During the course I saw this question:
Given an n-bit integer N, find a polynomial (in n) time algorithm that decides whether N is a power (that is, there are integers a and k > 1 so that a^k = N).
my solution:
I thought of a first option that is exponential in n, For all k , 1<k<N , try divide N by k, until i get result 1.
for example N = 27, i will start with k = 2 , because its not divided , i will go to next k =3. i will divide 27 / 3 , will get 9 , and divide it again until i will get 1. but this is not good sulotion. this is exponential in n.
my second option is using Modular arithmetic, using ak ≡ 1 mod (k 1) if gcd(a, k 1 ) = 1 (Euler's theorem). but i dont know if a and k are relatively prime.

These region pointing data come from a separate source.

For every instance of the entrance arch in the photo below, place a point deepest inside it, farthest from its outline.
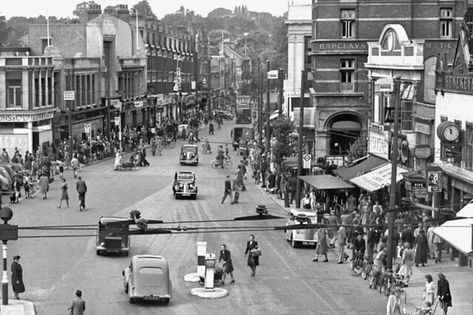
(343, 129)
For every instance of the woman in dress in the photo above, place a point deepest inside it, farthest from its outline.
(322, 247)
(226, 257)
(17, 277)
(64, 195)
(421, 249)
(443, 293)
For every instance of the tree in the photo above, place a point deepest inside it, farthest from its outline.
(282, 148)
(144, 9)
(358, 149)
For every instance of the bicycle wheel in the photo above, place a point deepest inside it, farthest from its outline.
(214, 163)
(227, 164)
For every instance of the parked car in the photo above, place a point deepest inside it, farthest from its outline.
(184, 185)
(224, 114)
(147, 279)
(189, 154)
(301, 236)
(112, 236)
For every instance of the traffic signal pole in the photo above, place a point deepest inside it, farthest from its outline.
(394, 156)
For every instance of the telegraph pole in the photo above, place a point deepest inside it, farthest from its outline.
(299, 144)
(268, 145)
(394, 155)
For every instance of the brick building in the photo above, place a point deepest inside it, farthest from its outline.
(342, 88)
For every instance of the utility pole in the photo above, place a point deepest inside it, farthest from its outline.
(394, 154)
(299, 144)
(268, 109)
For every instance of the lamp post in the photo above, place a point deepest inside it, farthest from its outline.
(7, 232)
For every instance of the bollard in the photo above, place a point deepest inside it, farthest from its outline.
(209, 272)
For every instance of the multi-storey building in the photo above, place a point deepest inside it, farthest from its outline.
(342, 88)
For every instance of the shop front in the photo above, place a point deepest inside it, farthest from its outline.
(26, 130)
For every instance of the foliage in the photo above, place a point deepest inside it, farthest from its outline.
(282, 148)
(358, 149)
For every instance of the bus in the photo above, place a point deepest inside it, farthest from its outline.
(243, 109)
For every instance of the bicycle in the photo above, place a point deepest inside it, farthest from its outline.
(227, 163)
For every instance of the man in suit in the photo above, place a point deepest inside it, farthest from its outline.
(78, 305)
(253, 260)
(81, 189)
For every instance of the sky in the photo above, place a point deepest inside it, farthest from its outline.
(64, 8)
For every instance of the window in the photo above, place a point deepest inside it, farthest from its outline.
(13, 93)
(347, 19)
(446, 22)
(347, 72)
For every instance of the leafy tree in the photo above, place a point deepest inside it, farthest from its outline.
(282, 148)
(358, 149)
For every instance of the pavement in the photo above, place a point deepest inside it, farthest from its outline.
(459, 278)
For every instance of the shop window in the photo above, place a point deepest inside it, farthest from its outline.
(347, 20)
(347, 73)
(446, 23)
(468, 148)
(13, 93)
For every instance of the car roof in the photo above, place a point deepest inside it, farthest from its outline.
(108, 219)
(299, 213)
(149, 260)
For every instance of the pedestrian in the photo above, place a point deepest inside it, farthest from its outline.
(44, 185)
(407, 261)
(81, 188)
(17, 277)
(341, 242)
(443, 293)
(322, 247)
(428, 295)
(227, 189)
(253, 253)
(421, 249)
(64, 194)
(78, 305)
(396, 305)
(226, 257)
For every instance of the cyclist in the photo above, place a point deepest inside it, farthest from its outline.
(75, 165)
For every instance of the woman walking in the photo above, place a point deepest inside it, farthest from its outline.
(17, 277)
(322, 247)
(421, 249)
(226, 257)
(443, 293)
(65, 195)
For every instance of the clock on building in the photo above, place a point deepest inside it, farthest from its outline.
(448, 131)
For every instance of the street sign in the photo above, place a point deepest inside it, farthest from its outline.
(306, 159)
(69, 95)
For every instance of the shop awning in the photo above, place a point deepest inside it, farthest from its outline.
(457, 233)
(378, 178)
(466, 211)
(326, 182)
(347, 173)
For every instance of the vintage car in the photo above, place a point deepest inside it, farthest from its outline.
(112, 236)
(184, 185)
(147, 279)
(301, 236)
(189, 154)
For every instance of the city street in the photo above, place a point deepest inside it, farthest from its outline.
(287, 281)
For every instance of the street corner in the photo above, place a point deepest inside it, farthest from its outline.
(17, 307)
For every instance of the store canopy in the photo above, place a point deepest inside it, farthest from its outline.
(466, 211)
(347, 173)
(325, 182)
(377, 179)
(457, 233)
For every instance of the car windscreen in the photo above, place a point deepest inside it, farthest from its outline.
(185, 177)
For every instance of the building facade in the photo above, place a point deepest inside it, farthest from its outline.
(341, 33)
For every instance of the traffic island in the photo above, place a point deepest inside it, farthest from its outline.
(17, 307)
(215, 293)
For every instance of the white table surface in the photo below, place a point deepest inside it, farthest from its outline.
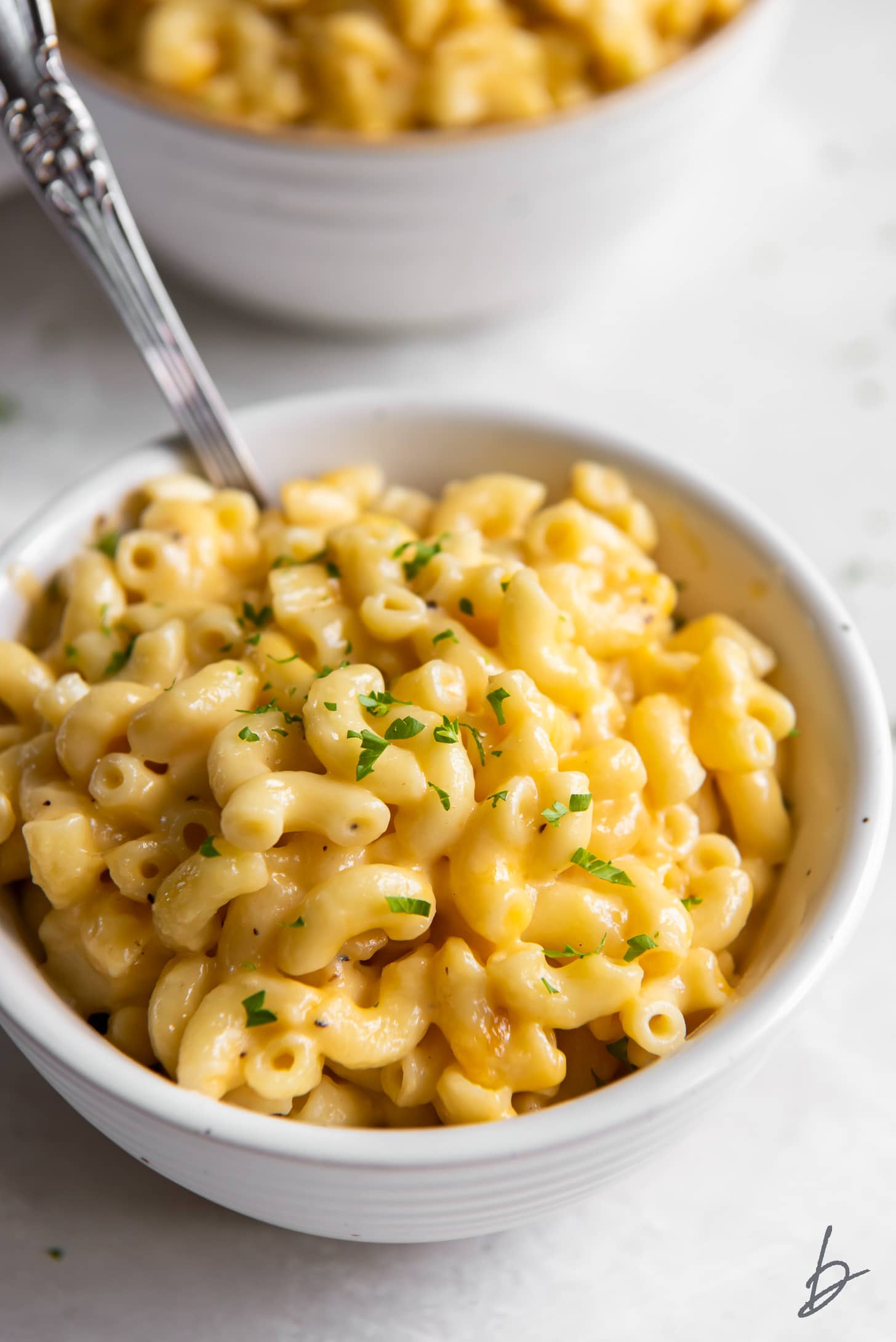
(751, 330)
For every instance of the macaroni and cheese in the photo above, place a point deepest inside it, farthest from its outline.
(380, 68)
(385, 810)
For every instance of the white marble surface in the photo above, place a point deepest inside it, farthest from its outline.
(750, 330)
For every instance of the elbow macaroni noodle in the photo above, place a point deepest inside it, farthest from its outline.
(383, 68)
(377, 810)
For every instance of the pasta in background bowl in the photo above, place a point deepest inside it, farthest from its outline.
(420, 227)
(529, 794)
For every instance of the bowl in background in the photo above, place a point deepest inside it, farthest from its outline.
(435, 1184)
(426, 227)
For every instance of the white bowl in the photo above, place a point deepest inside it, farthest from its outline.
(447, 1183)
(428, 227)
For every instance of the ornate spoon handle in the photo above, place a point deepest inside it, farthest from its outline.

I trying to write an algorithm, but I have struggle to do it
function power(N)
Input: Positive integer N
Output: yes/no
Pick positive integers a_1, a_2, . . . , a_k < N at random
if (a_i)^N−1 ≡ 1 (mod N)
for all i = 1, 2, . . . , k:
return yes
else:
return no
i dont sure if the algorithm is right
CodePudding user response:
Ignoring the cases when N is 0 or 1, you want to know if N is representable as a^b for a>1, b>1.
If you knew b, you could find a in O(log(N)) arithmetic operations (using binary search). Each arithmetic operation including exponentiation runs in polynomial time in log(N), so that would be polynomial too.
It's possible to bound b: it can be at most log_2(N) 1, otherwise a will be less than 2.
So simply try each b from 2 to floor(log_2(N) 1). Each try is polynomial in n (n ~= log_2(N)), and there's O(n) trials, so the resulting time is polynomial in n.